Insgesamt 800 Kilometer Kanäle liegen unter Mainz. Würde man sie gerade hintereinander legen, würden sie bis nach Kopenhagen reichen. Eine digitale Landkarte zeigt alle Kanäle, Hausanschlüsse und Schächte.
"Ein Schacht endet bei einem Kollegen im Garten", lacht Christian Ahl vom Wirtschaftsbetrieb Mainz. "Wenn wir dort den Kanal kontrollieren, kriegen wir manchmal Kaffee und Kuchen."
"Darknet Inspektoren" - die Kanalinspekteure von Mainz
Er und Salim Habib sind Kanalinspekteure. Ihr Job ist es, zu kontrollieren, dass auf den 800 Kanalkilometern nichts beschädigt ist. Die beiden Freunde arbeiten schon sieben Jahre zusammen beim Wirtschaftsbetrieb Mainz.
Seit einem Jahr fahren sie zusammen mit dem Kanal-TV-Fahrzeug durch Mainz. Mit an Bord: die beiden Kamera-Roboter "Pano" und "Lizzy". Mit ihren dicken Rädern sehen sie aus wie langgezogene Monster-Trucks.
Wie Computerspielen - Kanalkontrolle neben Mainzer Dom
Salim und Christian öffnen einen Gullydeckel auf dem Liebfrauenplatz, direkt neben dem Mainzer Dom, und dann wird "Pano" in die dunkle Tiefe hinabgelassen.

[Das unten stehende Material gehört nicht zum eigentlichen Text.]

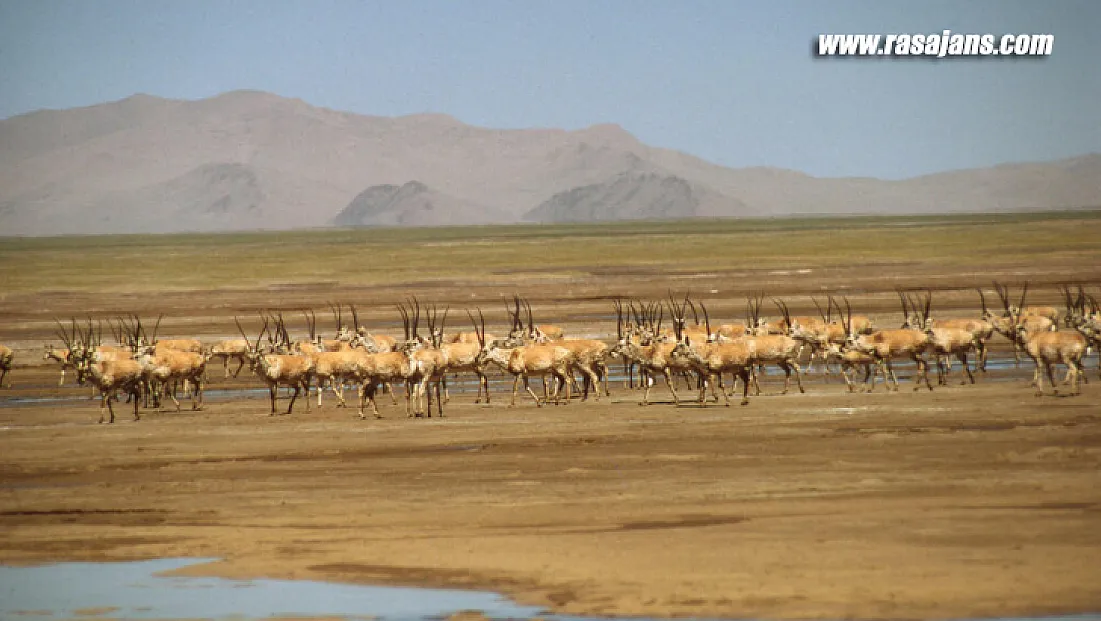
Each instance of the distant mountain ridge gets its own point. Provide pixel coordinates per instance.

Er vermisst und filmt die Kanäle, während Salim und Christian in der Schaltzentrale ihres Autos sitzen. Drei Bildschirme vor der Nase und den Joystick in der Hand steuert Salim "Pano" durch die Mainzer Unterwelt.
Es hat was von Computerspielen.
Ein bisschen wie beim guten alten Super Mario muss Salim schauen, dass "Pano" nicht unverhofft abstürzt. Deswegen hat er immer den Blick konzentriert auf den Bildschirm gerichtet.
Baumwurzeln und Wasserverschmutzung im Blick
Seit Oktober testen die beiden Kanalinspekteure ihre Roboter und mittlerweile sind sie in den Normalbetrieb übergegangen. Die Kameraaugen haben schon so einiges aufgespürt: gebrochene Stellen im Kanal oder in den Kanal eingedrungene Baumwurzeln.
"Was wir auch schon viel gesehen haben, sind Fehlanschlüsse", erzählt Salim. "Da ist das Schmutzwasser aus Hausleitungen in den Regenwasserkanal geflossen. Und das darf natürlich nicht sein."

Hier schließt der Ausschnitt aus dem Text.